Bass vs. Bosman: Got Goals? The Debate On NHL Scoring

VAVEL writers, Mac Bass and Braden Bosman, go head-to-head again in a debate about the current state of scoring goals in hockey, and whether they should make certain adjustments to improve it.

Mac Bass and Braden Bosman

One of the hottest debates in hockey right now is the state of scoring goals. Should they find a way to increase goal scoring or keep it similar to the current scoring environment? Should the nets be bigger or make the pads smaller? In this week's segment of Bass vs. Bosman, the two writers will be debating the topic on high and low scoring and what's better for the sport of hockey.

Bosman: Nothing compares to a tight low scoring game. The game hanging in the balance, and the win up in the air for anyone who can get the last goal. Having to pull the goalie in an attempt to even the score and force overtime. Those games are the truest form of hockey and you can’t help but love it. The game is fine the way it is and is full of excitement. One way to improve scoring chances would be to call more penalties, but it would slow the game down with too many stops and starts. I like the way the game flows and there are plenty of high intensity moments the way it is now.

Bass: I agree that a tight, low scoring game can be exciting to watch, but they are typically not that exciting unless it is a playoff game with a lot on the line. A perfect example of a low scoring game that wasn't exciting, was the recent Philadelphia Flyers and San Jose Sharks game. It went into overtime at 0-0 and didn’t get exciting until the overtime because of the Sharks power play and then 3-on-3. Those tight games are only fun to watch if there are a lot of scoring chances with great goaltending. Calling more penalties is a bad idea to increase scoring chances, but maybe seeing what no offsides would do for scoring chances would be intriguing. It’s just a thought, but it would be interesting to see what it did to the game in an experimental game.
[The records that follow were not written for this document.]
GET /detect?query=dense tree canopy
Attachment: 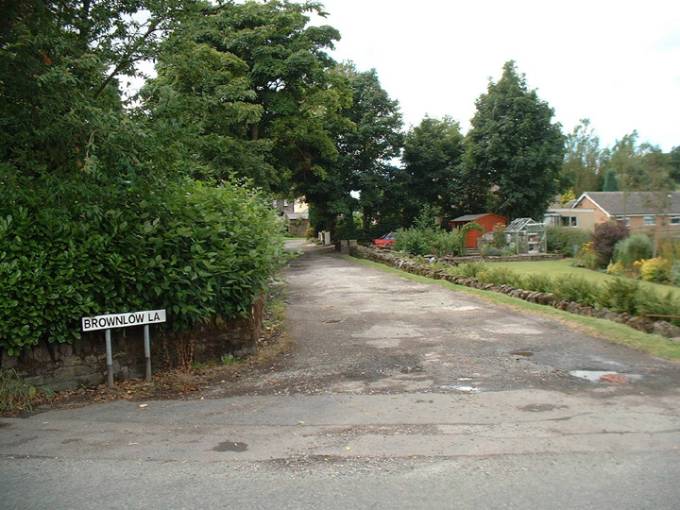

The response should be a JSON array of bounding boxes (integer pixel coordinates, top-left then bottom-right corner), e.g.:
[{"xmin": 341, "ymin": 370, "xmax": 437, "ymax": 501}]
[
  {"xmin": 465, "ymin": 61, "xmax": 565, "ymax": 220},
  {"xmin": 401, "ymin": 117, "xmax": 465, "ymax": 224},
  {"xmin": 334, "ymin": 65, "xmax": 403, "ymax": 234},
  {"xmin": 602, "ymin": 132, "xmax": 674, "ymax": 192},
  {"xmin": 560, "ymin": 119, "xmax": 603, "ymax": 195}
]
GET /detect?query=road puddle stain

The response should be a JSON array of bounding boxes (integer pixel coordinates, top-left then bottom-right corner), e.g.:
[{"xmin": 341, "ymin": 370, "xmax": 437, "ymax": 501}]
[
  {"xmin": 213, "ymin": 441, "xmax": 248, "ymax": 452},
  {"xmin": 569, "ymin": 370, "xmax": 641, "ymax": 384}
]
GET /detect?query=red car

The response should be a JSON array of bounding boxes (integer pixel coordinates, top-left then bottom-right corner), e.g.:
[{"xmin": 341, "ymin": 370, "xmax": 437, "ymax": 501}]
[{"xmin": 372, "ymin": 232, "xmax": 396, "ymax": 249}]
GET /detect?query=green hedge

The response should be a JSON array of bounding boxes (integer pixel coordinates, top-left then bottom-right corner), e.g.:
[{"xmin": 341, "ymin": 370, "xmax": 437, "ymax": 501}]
[{"xmin": 0, "ymin": 172, "xmax": 285, "ymax": 356}]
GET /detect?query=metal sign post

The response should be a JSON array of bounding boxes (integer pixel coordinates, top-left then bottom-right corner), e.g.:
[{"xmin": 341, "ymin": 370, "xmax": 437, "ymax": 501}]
[
  {"xmin": 144, "ymin": 324, "xmax": 151, "ymax": 382},
  {"xmin": 81, "ymin": 310, "xmax": 166, "ymax": 389},
  {"xmin": 105, "ymin": 329, "xmax": 114, "ymax": 388}
]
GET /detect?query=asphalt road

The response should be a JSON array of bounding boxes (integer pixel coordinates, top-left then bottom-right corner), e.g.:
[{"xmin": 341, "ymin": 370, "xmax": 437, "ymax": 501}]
[{"xmin": 2, "ymin": 243, "xmax": 680, "ymax": 509}]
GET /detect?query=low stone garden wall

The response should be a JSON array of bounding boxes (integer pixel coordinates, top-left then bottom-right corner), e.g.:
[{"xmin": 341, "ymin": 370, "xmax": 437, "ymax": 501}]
[
  {"xmin": 440, "ymin": 253, "xmax": 561, "ymax": 264},
  {"xmin": 0, "ymin": 297, "xmax": 264, "ymax": 391},
  {"xmin": 356, "ymin": 246, "xmax": 680, "ymax": 341}
]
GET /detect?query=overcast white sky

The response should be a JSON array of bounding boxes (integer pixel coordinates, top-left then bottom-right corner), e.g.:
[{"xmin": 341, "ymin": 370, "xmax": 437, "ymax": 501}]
[{"xmin": 314, "ymin": 0, "xmax": 680, "ymax": 151}]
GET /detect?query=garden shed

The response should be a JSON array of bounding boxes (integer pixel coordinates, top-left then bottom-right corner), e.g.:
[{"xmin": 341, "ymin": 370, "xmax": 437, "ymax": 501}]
[
  {"xmin": 450, "ymin": 213, "xmax": 507, "ymax": 249},
  {"xmin": 505, "ymin": 218, "xmax": 547, "ymax": 254}
]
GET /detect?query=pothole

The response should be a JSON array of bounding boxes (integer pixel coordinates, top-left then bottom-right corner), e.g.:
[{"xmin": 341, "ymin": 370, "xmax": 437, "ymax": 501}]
[
  {"xmin": 519, "ymin": 403, "xmax": 567, "ymax": 412},
  {"xmin": 323, "ymin": 319, "xmax": 342, "ymax": 324},
  {"xmin": 510, "ymin": 350, "xmax": 534, "ymax": 357},
  {"xmin": 213, "ymin": 441, "xmax": 248, "ymax": 452},
  {"xmin": 569, "ymin": 370, "xmax": 641, "ymax": 384}
]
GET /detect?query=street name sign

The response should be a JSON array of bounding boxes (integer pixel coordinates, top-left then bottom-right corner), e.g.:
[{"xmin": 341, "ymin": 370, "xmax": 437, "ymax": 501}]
[{"xmin": 82, "ymin": 310, "xmax": 166, "ymax": 332}]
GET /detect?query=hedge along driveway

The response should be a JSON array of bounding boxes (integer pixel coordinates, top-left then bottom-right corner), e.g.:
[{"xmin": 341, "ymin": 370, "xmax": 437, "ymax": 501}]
[{"xmin": 486, "ymin": 258, "xmax": 680, "ymax": 300}]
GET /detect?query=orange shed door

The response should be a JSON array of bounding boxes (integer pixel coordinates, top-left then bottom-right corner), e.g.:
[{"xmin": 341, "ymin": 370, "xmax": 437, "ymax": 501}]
[{"xmin": 465, "ymin": 229, "xmax": 481, "ymax": 249}]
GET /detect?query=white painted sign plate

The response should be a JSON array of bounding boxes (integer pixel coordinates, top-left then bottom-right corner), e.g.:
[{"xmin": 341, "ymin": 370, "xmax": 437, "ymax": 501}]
[{"xmin": 82, "ymin": 310, "xmax": 166, "ymax": 332}]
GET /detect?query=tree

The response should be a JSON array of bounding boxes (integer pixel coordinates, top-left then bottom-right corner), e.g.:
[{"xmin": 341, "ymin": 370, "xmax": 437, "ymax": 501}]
[
  {"xmin": 332, "ymin": 65, "xmax": 404, "ymax": 236},
  {"xmin": 560, "ymin": 119, "xmax": 603, "ymax": 195},
  {"xmin": 0, "ymin": 0, "xmax": 190, "ymax": 180},
  {"xmin": 401, "ymin": 117, "xmax": 465, "ymax": 225},
  {"xmin": 602, "ymin": 169, "xmax": 619, "ymax": 191},
  {"xmin": 603, "ymin": 132, "xmax": 674, "ymax": 192},
  {"xmin": 169, "ymin": 0, "xmax": 351, "ymax": 197},
  {"xmin": 465, "ymin": 61, "xmax": 565, "ymax": 220},
  {"xmin": 670, "ymin": 146, "xmax": 680, "ymax": 184}
]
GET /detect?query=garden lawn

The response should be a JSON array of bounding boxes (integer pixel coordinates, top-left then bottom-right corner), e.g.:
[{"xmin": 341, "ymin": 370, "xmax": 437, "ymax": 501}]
[{"xmin": 486, "ymin": 258, "xmax": 680, "ymax": 299}]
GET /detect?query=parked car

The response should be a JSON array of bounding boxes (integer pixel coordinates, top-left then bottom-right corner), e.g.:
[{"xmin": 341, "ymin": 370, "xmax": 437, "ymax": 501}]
[{"xmin": 372, "ymin": 232, "xmax": 395, "ymax": 248}]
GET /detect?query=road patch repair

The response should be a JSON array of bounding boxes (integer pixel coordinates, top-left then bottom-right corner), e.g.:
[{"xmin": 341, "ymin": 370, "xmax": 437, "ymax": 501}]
[{"xmin": 2, "ymin": 244, "xmax": 680, "ymax": 509}]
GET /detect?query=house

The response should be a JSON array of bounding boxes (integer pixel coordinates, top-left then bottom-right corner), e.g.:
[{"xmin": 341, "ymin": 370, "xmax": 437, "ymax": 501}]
[
  {"xmin": 450, "ymin": 213, "xmax": 507, "ymax": 249},
  {"xmin": 545, "ymin": 191, "xmax": 680, "ymax": 237},
  {"xmin": 543, "ymin": 199, "xmax": 597, "ymax": 230},
  {"xmin": 273, "ymin": 198, "xmax": 309, "ymax": 236}
]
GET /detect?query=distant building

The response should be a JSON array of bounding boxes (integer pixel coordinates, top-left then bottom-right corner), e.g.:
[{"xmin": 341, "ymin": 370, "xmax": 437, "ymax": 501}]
[
  {"xmin": 273, "ymin": 198, "xmax": 309, "ymax": 236},
  {"xmin": 545, "ymin": 191, "xmax": 680, "ymax": 237}
]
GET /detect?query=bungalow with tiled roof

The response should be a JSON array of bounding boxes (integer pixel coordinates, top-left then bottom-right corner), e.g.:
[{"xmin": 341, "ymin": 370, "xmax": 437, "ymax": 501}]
[{"xmin": 545, "ymin": 191, "xmax": 680, "ymax": 237}]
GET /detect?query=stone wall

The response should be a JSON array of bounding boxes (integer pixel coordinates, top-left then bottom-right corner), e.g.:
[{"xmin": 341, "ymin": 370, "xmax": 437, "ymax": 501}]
[
  {"xmin": 0, "ymin": 297, "xmax": 264, "ymax": 391},
  {"xmin": 356, "ymin": 246, "xmax": 680, "ymax": 342}
]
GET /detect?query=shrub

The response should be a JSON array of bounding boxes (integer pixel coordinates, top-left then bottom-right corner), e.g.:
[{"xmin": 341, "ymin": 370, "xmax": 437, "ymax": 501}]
[
  {"xmin": 394, "ymin": 228, "xmax": 433, "ymax": 256},
  {"xmin": 552, "ymin": 276, "xmax": 599, "ymax": 307},
  {"xmin": 635, "ymin": 288, "xmax": 680, "ymax": 324},
  {"xmin": 522, "ymin": 273, "xmax": 553, "ymax": 293},
  {"xmin": 614, "ymin": 234, "xmax": 653, "ymax": 267},
  {"xmin": 573, "ymin": 241, "xmax": 599, "ymax": 270},
  {"xmin": 0, "ymin": 174, "xmax": 285, "ymax": 356},
  {"xmin": 671, "ymin": 261, "xmax": 680, "ymax": 286},
  {"xmin": 637, "ymin": 257, "xmax": 672, "ymax": 283},
  {"xmin": 430, "ymin": 230, "xmax": 463, "ymax": 257},
  {"xmin": 659, "ymin": 239, "xmax": 680, "ymax": 262},
  {"xmin": 606, "ymin": 260, "xmax": 626, "ymax": 276},
  {"xmin": 455, "ymin": 262, "xmax": 487, "ymax": 278},
  {"xmin": 592, "ymin": 221, "xmax": 629, "ymax": 267},
  {"xmin": 395, "ymin": 227, "xmax": 463, "ymax": 257},
  {"xmin": 491, "ymin": 223, "xmax": 507, "ymax": 249},
  {"xmin": 0, "ymin": 369, "xmax": 39, "ymax": 413},
  {"xmin": 480, "ymin": 245, "xmax": 502, "ymax": 256},
  {"xmin": 546, "ymin": 226, "xmax": 591, "ymax": 256},
  {"xmin": 600, "ymin": 278, "xmax": 639, "ymax": 314},
  {"xmin": 477, "ymin": 267, "xmax": 522, "ymax": 287}
]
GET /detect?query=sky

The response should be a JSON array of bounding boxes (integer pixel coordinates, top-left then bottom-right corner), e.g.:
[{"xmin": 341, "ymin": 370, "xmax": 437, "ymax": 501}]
[{"xmin": 311, "ymin": 0, "xmax": 680, "ymax": 151}]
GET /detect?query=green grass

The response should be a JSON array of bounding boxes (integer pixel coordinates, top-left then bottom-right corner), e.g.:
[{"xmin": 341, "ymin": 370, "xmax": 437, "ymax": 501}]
[
  {"xmin": 345, "ymin": 255, "xmax": 680, "ymax": 361},
  {"xmin": 486, "ymin": 258, "xmax": 680, "ymax": 299}
]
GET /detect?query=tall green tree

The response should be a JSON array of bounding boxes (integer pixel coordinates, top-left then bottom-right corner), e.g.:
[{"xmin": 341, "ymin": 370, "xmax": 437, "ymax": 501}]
[
  {"xmin": 560, "ymin": 119, "xmax": 603, "ymax": 195},
  {"xmin": 465, "ymin": 61, "xmax": 565, "ymax": 219},
  {"xmin": 162, "ymin": 0, "xmax": 351, "ymax": 196},
  {"xmin": 333, "ymin": 65, "xmax": 404, "ymax": 235},
  {"xmin": 401, "ymin": 117, "xmax": 465, "ymax": 225},
  {"xmin": 1, "ymin": 0, "xmax": 190, "ymax": 180},
  {"xmin": 602, "ymin": 169, "xmax": 619, "ymax": 191}
]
Bosman: In the Sharks, Flyers game there were big saves and it was a goalie, those games can bring the goalie fans to the edge of their seats. Another example was the Anaheim Ducks and Florida Panthers game. It ended 3-1 and it took an empty netter to increase the lead. If the NHL can find a way to make more tight, low scoring games, it would benefit. Hockey has never been a high scoring sport. It's not basketball or football, your not going to see double figure scoring consistently and it’s for the betterment of the sport. It’s not soccer either. Hockey has a nice balance and with lots of hits, big saves and highlight reel goals, there's tons of action to watch. Goalies are getting better and better, that’s a huge reason why these games are tight, low scoring affairs. They are more athletic, have better reflexes and are always striving to get better.
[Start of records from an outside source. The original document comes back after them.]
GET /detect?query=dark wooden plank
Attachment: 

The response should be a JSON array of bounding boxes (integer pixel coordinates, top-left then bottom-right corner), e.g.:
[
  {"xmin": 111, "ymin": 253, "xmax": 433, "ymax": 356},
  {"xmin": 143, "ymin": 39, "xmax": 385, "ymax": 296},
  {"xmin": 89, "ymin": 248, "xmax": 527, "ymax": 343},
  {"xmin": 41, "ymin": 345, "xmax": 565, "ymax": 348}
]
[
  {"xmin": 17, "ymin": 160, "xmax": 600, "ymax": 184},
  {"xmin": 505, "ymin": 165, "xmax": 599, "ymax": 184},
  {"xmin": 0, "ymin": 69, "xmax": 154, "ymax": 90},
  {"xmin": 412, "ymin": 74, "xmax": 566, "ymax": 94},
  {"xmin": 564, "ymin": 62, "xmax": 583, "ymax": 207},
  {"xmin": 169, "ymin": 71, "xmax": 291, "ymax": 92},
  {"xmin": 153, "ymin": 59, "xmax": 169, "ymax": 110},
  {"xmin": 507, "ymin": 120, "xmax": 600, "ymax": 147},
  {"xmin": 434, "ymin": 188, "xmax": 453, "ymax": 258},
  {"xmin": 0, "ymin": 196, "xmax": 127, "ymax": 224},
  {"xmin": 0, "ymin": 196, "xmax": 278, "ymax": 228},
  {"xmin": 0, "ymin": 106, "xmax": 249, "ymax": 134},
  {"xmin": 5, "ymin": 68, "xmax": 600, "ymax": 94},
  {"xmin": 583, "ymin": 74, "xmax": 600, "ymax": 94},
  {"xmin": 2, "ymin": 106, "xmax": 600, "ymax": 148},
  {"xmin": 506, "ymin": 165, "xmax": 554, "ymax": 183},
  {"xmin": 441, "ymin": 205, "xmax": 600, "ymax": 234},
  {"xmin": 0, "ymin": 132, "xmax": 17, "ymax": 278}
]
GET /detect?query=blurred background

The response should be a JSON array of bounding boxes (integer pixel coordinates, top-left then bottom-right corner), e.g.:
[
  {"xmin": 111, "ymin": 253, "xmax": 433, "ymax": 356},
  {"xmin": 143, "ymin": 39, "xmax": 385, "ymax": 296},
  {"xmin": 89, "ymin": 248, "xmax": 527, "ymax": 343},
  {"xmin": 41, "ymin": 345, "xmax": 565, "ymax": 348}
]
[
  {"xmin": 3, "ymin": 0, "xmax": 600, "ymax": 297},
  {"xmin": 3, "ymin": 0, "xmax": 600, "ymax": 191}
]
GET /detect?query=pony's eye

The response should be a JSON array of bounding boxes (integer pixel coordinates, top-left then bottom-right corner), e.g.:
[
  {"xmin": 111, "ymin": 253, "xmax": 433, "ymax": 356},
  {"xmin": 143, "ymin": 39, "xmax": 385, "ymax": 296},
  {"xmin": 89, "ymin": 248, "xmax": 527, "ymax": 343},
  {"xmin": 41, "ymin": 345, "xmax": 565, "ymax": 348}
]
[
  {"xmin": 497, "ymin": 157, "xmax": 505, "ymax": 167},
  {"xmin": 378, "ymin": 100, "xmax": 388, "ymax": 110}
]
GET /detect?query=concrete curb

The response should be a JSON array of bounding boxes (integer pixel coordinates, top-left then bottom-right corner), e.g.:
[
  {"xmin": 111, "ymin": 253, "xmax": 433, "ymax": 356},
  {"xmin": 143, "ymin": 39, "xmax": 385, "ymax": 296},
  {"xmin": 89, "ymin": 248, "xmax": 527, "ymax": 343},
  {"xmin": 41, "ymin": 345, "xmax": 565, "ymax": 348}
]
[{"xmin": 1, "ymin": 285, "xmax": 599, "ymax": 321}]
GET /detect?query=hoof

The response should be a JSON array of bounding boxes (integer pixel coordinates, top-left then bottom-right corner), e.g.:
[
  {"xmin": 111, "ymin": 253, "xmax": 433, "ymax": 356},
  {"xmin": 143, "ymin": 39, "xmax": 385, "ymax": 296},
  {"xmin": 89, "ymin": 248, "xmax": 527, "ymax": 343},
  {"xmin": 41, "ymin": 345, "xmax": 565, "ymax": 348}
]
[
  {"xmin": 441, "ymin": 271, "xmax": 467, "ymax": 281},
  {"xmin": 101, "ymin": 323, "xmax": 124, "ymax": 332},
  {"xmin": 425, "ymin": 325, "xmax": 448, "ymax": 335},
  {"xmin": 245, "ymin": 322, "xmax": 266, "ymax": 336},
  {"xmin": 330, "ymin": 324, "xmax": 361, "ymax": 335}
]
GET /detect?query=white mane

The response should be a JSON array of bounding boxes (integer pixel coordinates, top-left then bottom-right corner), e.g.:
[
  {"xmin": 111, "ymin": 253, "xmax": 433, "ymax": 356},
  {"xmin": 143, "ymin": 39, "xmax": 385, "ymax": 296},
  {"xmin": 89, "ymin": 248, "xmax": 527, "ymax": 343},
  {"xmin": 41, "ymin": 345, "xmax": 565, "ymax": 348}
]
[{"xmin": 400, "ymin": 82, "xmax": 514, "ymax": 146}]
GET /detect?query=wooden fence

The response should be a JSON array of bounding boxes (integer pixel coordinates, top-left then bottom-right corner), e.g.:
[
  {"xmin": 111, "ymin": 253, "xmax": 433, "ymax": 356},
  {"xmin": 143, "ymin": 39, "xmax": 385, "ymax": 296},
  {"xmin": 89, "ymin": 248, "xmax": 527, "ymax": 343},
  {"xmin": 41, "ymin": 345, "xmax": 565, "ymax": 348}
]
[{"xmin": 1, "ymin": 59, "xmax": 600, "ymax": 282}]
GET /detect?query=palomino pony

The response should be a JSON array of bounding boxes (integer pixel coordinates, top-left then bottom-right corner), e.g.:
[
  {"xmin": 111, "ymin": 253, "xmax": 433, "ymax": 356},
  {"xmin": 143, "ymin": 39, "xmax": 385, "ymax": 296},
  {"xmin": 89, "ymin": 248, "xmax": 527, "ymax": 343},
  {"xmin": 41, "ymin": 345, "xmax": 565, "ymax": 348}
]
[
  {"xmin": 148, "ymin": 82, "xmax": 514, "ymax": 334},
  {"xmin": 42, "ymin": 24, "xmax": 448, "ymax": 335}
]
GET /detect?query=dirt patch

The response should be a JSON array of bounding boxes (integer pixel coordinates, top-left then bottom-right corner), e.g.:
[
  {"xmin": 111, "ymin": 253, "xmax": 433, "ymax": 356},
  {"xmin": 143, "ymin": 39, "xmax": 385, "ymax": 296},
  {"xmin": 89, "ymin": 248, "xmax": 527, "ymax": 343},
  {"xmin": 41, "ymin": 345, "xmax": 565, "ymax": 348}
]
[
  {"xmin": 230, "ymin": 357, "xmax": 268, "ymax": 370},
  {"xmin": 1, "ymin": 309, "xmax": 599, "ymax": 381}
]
Bass: Games would never need to be in the double digits for scoring, but shifting the average score of a game from 2-1 to 4-3 could be an exciting thing for hockey. It could bring in more fans from other sports and potentially make hockey a bigger market. A slight increase in scoring wouldn't turn away current fans, but it would bring in more from the outside. Goalies pads are huge. The point of pads is to ensure they are protected. Pads should be as small as possible without sacrificing protection. Nothing is more exciting than watching some amazing dekes by the NHL stars be capped off with a goal. Saves are exciting too, but they don't bring people off their feet quite like a highlight reel goal does. 
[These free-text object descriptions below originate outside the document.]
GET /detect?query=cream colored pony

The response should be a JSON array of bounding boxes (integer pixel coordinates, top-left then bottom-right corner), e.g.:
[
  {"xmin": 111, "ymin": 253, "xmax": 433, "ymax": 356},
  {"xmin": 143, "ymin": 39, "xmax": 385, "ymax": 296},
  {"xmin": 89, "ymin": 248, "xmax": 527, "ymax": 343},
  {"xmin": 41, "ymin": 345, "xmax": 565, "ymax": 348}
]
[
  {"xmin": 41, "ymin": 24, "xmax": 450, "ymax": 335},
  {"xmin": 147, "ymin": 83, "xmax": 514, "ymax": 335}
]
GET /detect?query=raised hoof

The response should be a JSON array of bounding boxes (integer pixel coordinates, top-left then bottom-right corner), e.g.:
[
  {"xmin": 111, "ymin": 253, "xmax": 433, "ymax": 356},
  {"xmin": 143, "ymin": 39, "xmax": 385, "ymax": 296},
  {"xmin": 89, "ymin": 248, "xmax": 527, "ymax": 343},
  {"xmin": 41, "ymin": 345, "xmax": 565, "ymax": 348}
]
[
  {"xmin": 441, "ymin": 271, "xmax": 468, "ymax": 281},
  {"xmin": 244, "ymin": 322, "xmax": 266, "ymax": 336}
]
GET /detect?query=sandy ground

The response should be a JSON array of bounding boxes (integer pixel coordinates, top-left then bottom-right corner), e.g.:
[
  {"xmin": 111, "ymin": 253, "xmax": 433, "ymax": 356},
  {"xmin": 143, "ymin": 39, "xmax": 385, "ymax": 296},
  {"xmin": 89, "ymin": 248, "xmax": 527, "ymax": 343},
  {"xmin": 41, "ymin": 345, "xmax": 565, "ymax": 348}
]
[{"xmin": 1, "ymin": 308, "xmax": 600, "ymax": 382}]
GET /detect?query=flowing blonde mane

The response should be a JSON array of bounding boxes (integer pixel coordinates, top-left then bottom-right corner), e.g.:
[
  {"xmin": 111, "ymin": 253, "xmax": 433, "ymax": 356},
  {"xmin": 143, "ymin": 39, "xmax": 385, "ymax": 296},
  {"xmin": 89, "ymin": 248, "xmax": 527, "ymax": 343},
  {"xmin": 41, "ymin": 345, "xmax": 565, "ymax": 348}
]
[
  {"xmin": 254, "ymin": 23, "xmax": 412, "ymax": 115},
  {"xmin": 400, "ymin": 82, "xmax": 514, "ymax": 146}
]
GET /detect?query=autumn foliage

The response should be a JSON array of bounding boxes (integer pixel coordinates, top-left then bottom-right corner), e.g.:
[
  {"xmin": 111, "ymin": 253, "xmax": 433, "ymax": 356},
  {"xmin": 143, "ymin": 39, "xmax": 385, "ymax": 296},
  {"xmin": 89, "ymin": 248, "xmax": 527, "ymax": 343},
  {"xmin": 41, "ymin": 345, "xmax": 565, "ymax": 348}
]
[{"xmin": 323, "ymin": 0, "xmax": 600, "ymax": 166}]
Bosman: The average goals per game is roughly 5.24 goals per game this year. Before the salary cap era, the goals per game was around 7.25 in 1992. That's a lot of 4-3, 5-3 games. Shrinking the goalie pads will only work for so long. Goalies are too good and train to hard these days. They will evolve, things like the butterfly save came along to cover more of the net and increase the chances of stopping the shot. The onus is on the players to get hard to the net, and beat defenders. Defensemen are faster, bigger and stronger than they used to be. While the smaller, puck movers are becoming more and more useful and more of a necessity, it’s hard to barrel to the net when you have a Shea Weber or a Drew Doughty bearing down on you. The game is exciting, the saves are great, and nothing gives you butterflies like the big windmill glove saves that make the world stop. This writer says leave it and let the goalies battle. Let the war rage on.

Bass: The game is a constant evolution which means things constantly need to adjust to keep it exciting. Bosman mentions how exciting the butterfly style has become and it wouldn't have come if it weren't for the constant evolution and changes that have occurred to hockey. More changes should happen to continue the evolution of the sport and maybe create the next big thing, like the butterfly save/style. Last year the league’s best goalie by save percentage was Carey Price with a .933 save percentage. Back in 2001, Mike Dunham was the league leader with a .923 save percentage. This writer thinks that is would be best to have the save percentage go back to being around that spectrum. Currently, Henrik Lundqvist has a .946 save percentage and is leading this season. That's just too high of a percentage for being a quarter the way through a season. 

What do you think? Should scoring be the same or increase a little?